Conviene notar que, en Mateo 18:18-20, no habla el Señor del Espíritu. Se trata de Su autoridad de Señor, de Su nombre y de Su presencia personal. Por cierto, todo eso se realiza bajo la dirección del Espíritu Santo, pero no estamos reunidos en el nombre del Espíritu Santo, ni alrededor de Él. Si tan sólo se repara en la presencia del Espíritu Santo, perderemos la verdad de la presencia personal del Señor en la asamblea, y nos vemos obligados a hacer Señor al Espíritu Santo. Pero, por el contrario, no podemos tener la verdad de la presencia personal del Señor como soberano, sin tener la de la presencia y acción del Espíritu como Aquel que administra de parte del Señor que es soberano, y entonces tenemos todo cuanto precisamos.
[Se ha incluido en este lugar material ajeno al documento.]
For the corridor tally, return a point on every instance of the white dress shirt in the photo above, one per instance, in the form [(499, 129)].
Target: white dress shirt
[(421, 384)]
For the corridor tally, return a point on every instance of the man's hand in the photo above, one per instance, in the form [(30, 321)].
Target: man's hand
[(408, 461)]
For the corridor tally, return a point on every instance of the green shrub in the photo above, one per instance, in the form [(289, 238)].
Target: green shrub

Otra observación que hará resaltar lo que distingue la presencia del Espíritu Santo de la presencia personal del Señor en la asamblea de los dos o tres reunidos en Su nombre, es que el Espíritu Santo puede hallarse —¡contristado, por desgracia!— allí donde el Señor no puede hallarse. En una asamblea sectaria, los santos que la componen tienen, sin embargo, el Espíritu Santo en ellos y con ellos. Pueden ignorar, o tan sólo pensar en Su influencia, y Él está allí contristado, pero de hecho no los deja, no se marcha: “Permanece con vosotros y será en vosotros”. Pero, en cambio, el Señor Jesús no puede estar presente en una asamblea sectaria. No se trata en Mateo 18:20 de Su omnipresencia, porque —en este sentido— Él está presente por doquier indistintamente; pero si se trata de asambleas religiosas, el Señor no prometió estar en todas, sino exclusivamente allí donde Su nombre es el centro y fundamento de la reunión: “Donde están dos ó tres congregados en Mi nombre, allí estoy en medio de ellos”. Y si Él está presente, es el que posee la autoridad, y el Espíritu la administración.
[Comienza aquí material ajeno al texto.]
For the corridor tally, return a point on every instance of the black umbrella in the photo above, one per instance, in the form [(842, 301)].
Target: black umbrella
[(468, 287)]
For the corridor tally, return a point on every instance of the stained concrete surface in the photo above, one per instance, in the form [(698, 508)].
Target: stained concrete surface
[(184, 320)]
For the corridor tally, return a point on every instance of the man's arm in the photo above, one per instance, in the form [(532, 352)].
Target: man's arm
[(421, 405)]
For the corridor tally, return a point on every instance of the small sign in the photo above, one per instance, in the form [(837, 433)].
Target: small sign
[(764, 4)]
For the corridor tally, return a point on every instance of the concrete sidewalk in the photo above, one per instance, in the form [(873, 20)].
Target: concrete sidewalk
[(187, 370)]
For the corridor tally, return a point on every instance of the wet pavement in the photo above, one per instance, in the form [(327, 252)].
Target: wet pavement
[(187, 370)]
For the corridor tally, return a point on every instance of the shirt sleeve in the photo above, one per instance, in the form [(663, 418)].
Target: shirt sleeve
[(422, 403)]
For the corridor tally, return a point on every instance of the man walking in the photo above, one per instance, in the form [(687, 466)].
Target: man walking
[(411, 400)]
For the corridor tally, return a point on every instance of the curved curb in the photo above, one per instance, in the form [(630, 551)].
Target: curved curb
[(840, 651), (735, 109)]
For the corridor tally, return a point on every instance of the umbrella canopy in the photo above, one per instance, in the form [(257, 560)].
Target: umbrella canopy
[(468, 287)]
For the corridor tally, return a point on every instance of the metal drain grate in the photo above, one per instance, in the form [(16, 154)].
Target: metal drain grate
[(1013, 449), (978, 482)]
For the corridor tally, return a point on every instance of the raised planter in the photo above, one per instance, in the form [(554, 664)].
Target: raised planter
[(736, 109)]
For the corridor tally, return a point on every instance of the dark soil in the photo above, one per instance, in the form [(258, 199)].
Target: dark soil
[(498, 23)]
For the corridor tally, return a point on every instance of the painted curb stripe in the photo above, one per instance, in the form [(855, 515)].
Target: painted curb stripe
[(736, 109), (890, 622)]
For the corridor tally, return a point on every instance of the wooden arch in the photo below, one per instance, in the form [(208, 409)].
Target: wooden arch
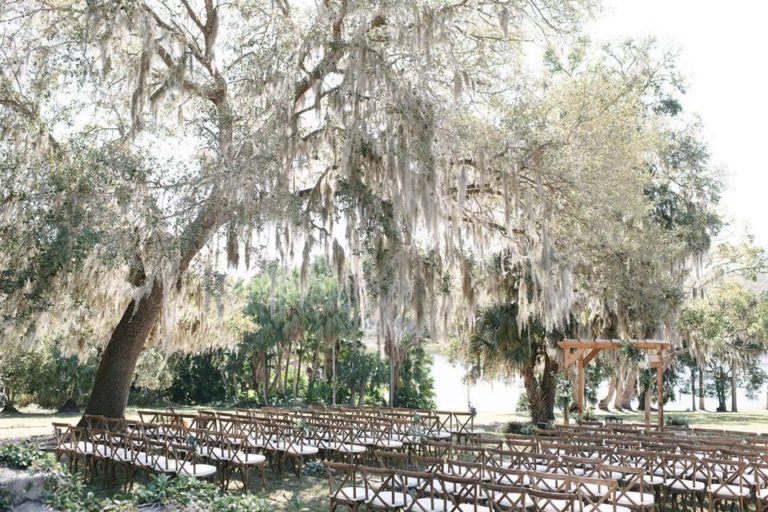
[(581, 352)]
¡Ah!, si tuviéramos la íntima convicción de que el Señor está allí como Señor, que estamos allí en Su casa, ¡cuán solemne influencia no ejercitaría sobre nuestros corazones!, y al mismo tiempo, ¡qué seguridad y qué descanso! Cuán libre sería entonces el Espíritu Santo de administrarnos los beneficios de Cristo, tomando de lo que pertenece al Señor para dárnoslo a conocer.
¡Qué inmenso privilegio de ser reunidos por el glorioso nombre de Aquél que vino, de Aquél que murió, de Aquél que resucitó, de Aquél que está glorificado a la diestra de Dios, de Aquél que nos envió al Consolador, de Aquél que desde allí viene a buscarnos!
Sí, es este glorioso nombre el fundamento de la reunión de la cual dice: “Allí estoy yo en medio de ellos”. Este Señor, corporalmente ausente, se halla espiritualmente presente de modo positivo (y no sólo por Su Espíritu) en medio de los que Su nombre ha reunido. Está allí y no en otra parte, si se trata de asambleas, y ¡cuánta seguridad por cuanto allí Él sea Señor!
 
1. Nota del traductor: “Iglesia profesante” entiéndase la que exteriormente dice, o profesa, ser cristiana.